If right now were five years ago, the reason for my lack of blog posts as of late would have been laziness. Today, however, the reason is quite the opposite. I am SWAMPED!!!! I am writing two books, working on an anthology of this blog, and I even recently wrote a couple articles for the amazing Jessica at little Indiana. I also have a day job, friends and family in my life, and a home (including 2 pets) to tend. It's been a big year and I have you all to thank. The overwhelming encouragement and kind words from my readers is a large contributor to the fact that I've gained the confidence to take my writing elsewhere. I'm the happiest girl in the world right now and it's all thanks to you!
I thought an amusing way to tell you all how much I appreciate everything you've done for me would be to tell you a few things about me that remain largely unknown. Sure, you are aware I dip my oreos in water, have an actual fear of milk and a propensity toward eating chocolate frosting right out of the can with a spoon while watching bad rom-coms. So why not bring to light a few deep dark things I've always kept just to myself?
I have a "more is more" mentality. When the back of the shampoo, conditioner, mousse or gel container says "dime-sized dallop", I fill my palm with the stuff. It never says how many dimes, after all. Same goes for dish soap, and fabric softener. I fill the little ball up halfway, not to the line. Dish soap gets a healthy drizzle around the entirety of the sink. If the recommended amount works, double or triple the recommended amount has to work better. Nothing anybody says can convince me otherwise. I've made it this far thinking this way, and I'm not likely to change my direction anytime soon. I also subscribe to the notion that nothing can ever have too much cheese or too much chocolate. Scented candles burn in every room. I do not remove one accessory before leaving the house, as classicly recommended by Coco Chanel. The more sparkly things on my ears and around my neck to distract from my disgusting body, the better.
I know I never want to get married, and if I do I'll elope, but that hasn't stopped me from planning my wedding thousands of times. I can spend hours on BHLDN picking out my dress, accessories, shoes, bridesmaids dresses, decor and everything else. Just in case, my sisters know where to find my engagement ring if there actually does happen to be a lucky fella out there (Hint: it's not a diamond). I also have the names of the children I don't intend to have picked out, just in case. Clearly I'm proof that no matter how much a girl is unlike a girl...she's still a girl.

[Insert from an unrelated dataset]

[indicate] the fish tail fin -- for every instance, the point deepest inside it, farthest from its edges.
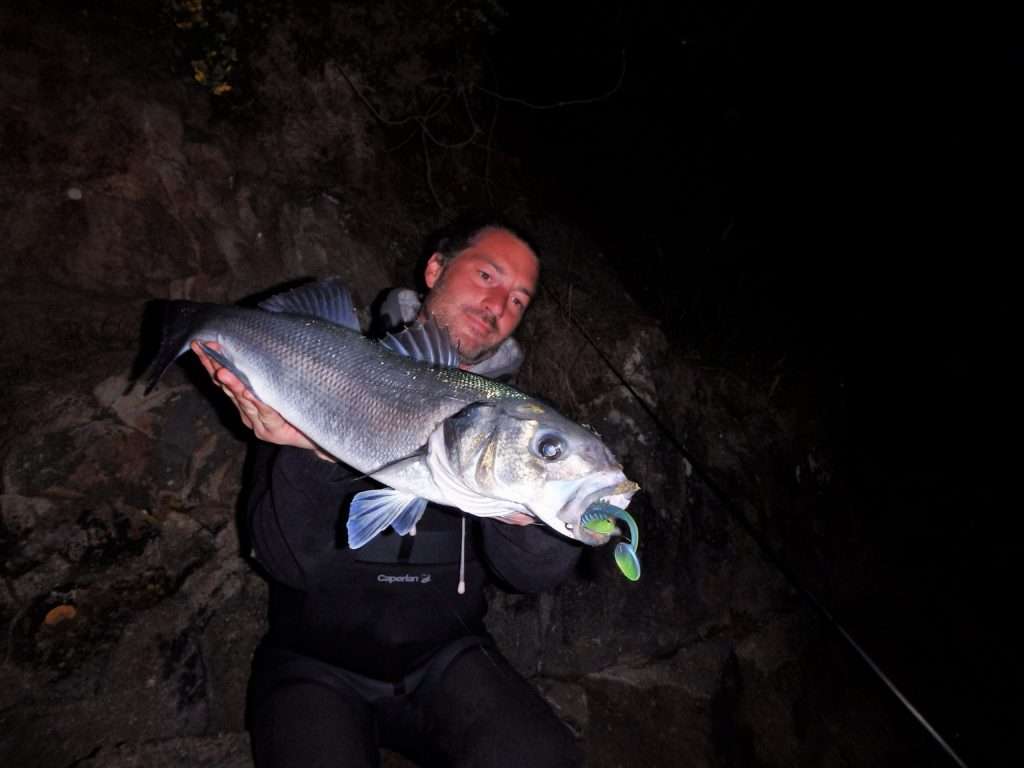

I have bad days, everybody does. However on even the most hopeless and frustrating of them all, I cannot fall asleep at night without thanking God for everything I have. I started doing this during Lent back when I was in Jr. High, and I never quit. I also intend to do it every single night until I no longer can. I do not participate in religious discussions very often. I was raised with the understanding that my faith is personal to me, and if I choose I can keep it to myself. I am content in my relationship with God, and this is the only time you're likely to witness me discussing it publicly. This little ritual, however, is a very important ingredient in the big old bowl of Lindsey. It's like that pinch of salt in a batch of chocolate chip cookies. The small, unlikely thing that ends up making all the difference.
I'll now take this opportunity to apologize for the fact that these revelations aren't exactly earth-shattering. I think I opened a vein for you people over a year ago and you more-or-less know everything there is to know already. Basically, you know enough to know that I'm not that exciting. I don't really have any secrets. What you see is what you get, and I'm grateful that seems to be enough for the lot of you. I'm confident-yet-insecure. I have days during which I feel insignificant and invisible. On others, I feel as though I'm under a microscope. On the days I'm most unhappy, I find myself almost breathless at how happy I am deep deep down. I am always looking for ways to improve and evolve while still remaining Lindsey at my very core.
So, from all of us here at "Stuff" (which is just me) I want to wish everyone a very Merry Christmas. I hope you can all find something this season that doesn't come from a store that makes you happier than you ever thought you could be.